Many cooks may already know this but for those who do not: Always peel tomatoes that you plan to cook. Or the peel will come off anyway in cooking and roll up into tiny little splinter looking twigs in your dish. They are soft and do no harm but for a pleasing looking dish, and appearance is key to presenting good food, you don’t want them in your food.

    You want your dish to look good. People usually smell the food first, and the aroma calls to them just like the old cartoons used to show. Second people usually see the food, and it should look appetizing, even pretty. A good cook knows presentation is part of the pleasure you are seeking to give the folks you cook for, so make a great appearance, and be willing to set a fabulous table as well. Eating a meal should be experienced and relished, not gobbled mindlessly. Everyone likes to go to a really nice restaurant for the pampering and ambiance, and let them receive the same treatment and environment when you cook for them. You are giving a gift.
     
   Now as to peeling tomatoes, it may seem like a chore if you do it while they are raw. However the peels shrink and want to roll as soon as they get heated. So a very simple solution is to blanch (immerse quickly) them in boiling water, for a count of 12 seconds. Then immediately put them in cold water. Be sure the tomatoes are completely under the water holding them down with a spoon to keep them from floating. The heat will cause the peels to pull away, and the cold will stop the heat process so you are not cooking the outsides of your tomatoes.
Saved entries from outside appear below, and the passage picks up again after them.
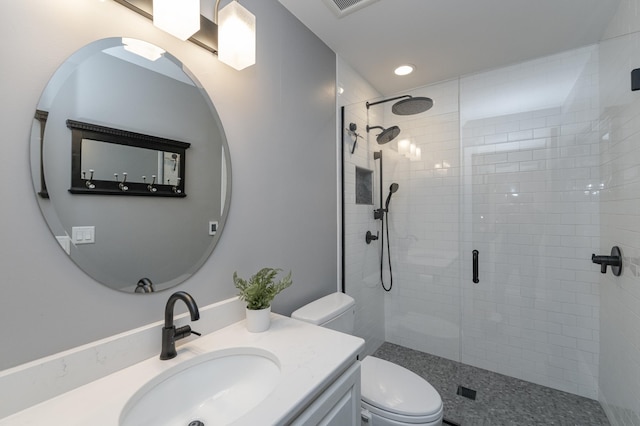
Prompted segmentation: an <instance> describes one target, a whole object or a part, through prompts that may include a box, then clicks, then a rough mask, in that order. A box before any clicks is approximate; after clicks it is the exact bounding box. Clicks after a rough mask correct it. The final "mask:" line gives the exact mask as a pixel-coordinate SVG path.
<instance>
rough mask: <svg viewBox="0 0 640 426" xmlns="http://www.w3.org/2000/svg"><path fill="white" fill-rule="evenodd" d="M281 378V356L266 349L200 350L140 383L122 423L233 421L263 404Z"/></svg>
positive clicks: (216, 422) (197, 423)
mask: <svg viewBox="0 0 640 426" xmlns="http://www.w3.org/2000/svg"><path fill="white" fill-rule="evenodd" d="M178 357H180V355H178ZM279 380H280V365H279V362H278V359H277V358H276V357H275V355H273V354H271V353H270V352H267V351H265V350H262V349H257V348H231V349H224V350H219V351H214V352H210V353H206V354H202V355H199V356H196V357H194V358H191V359H188V360H186V361H184V362H182V363H180V364H178V365H176V366H174V367H172V368H170V369H168V370H166V371H164V372H163V373H161V374H159V375H158V376H157V377H155V378H154V379H152V380H151V381H149V382H148V383H147V384H145V385H144V386H143V387H142V388H140V389H139V390H138V391H137V392H136V393H135V394H134V395H133V396H132V397H131V398H130V399H129V401H128V402H127V404H126V405H125V407H124V409H123V410H122V413H121V414H120V425H121V426H134V425H135V426H142V425H167V426H173V425H176V426H187V425H189V424H190V423H192V422H196V421H199V422H201V424H204V425H205V426H211V425H224V424H229V423H232V422H233V421H235V420H237V419H239V418H240V417H242V416H243V415H244V414H246V413H248V412H249V411H251V410H252V409H253V408H255V407H256V406H257V405H258V404H260V402H262V401H263V400H264V399H265V398H266V397H267V396H268V395H269V394H270V393H271V391H272V390H273V389H274V388H275V387H276V386H277V384H278V382H279ZM194 424H198V423H194Z"/></svg>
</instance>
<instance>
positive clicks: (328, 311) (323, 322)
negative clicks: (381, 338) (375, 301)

          Now you just need to take a sharp knife and core or cut around the stem end of your tomato and remove that part. You will find the peels are already coming away from the tomato and just need to be pulled off. In addition many recipes have you remove the seeds as well so all you are cooking with is the meat pieces of the tomato.   

     Just a note, 12 seconds is ideal for the blanching, just enough and not too much. Incidentally 12 and 7 are sacred numbers in Biblical and Ancient numerology. They symbolize and are used to show the following: Seven is the number of individual completion. God created man and upon this completion rested on the seventh day. Twelve is the number of corporate or communal completeness, 12 tribes, 12 apostles. You think our 12 makes a dozen and 12 inches were just arbitrary numbers? They were not, but numbers that symbolized significance to ancient peoples. All sadly lost to modern understanding. I like to use these numbers whenever I can in cooking, with a consciousness of what I’m doing, sort of as a spiritual component to the act of my cooking. If I can use 7 carrots or 7 potatoes, or 12 potatoes for a group, I do. I Count twelve seconds, I always make dinner rolls in multiples of twelve, according to how many I’m serving. That’s just me, but to me cooking is a spiritual art. You want to bless the folks you serve with your efforts do you not?

 
P.S. Roma tomatoes, AKA plum, pear, Italian, tomatoes. Which come in red and yellow, are best to cook with.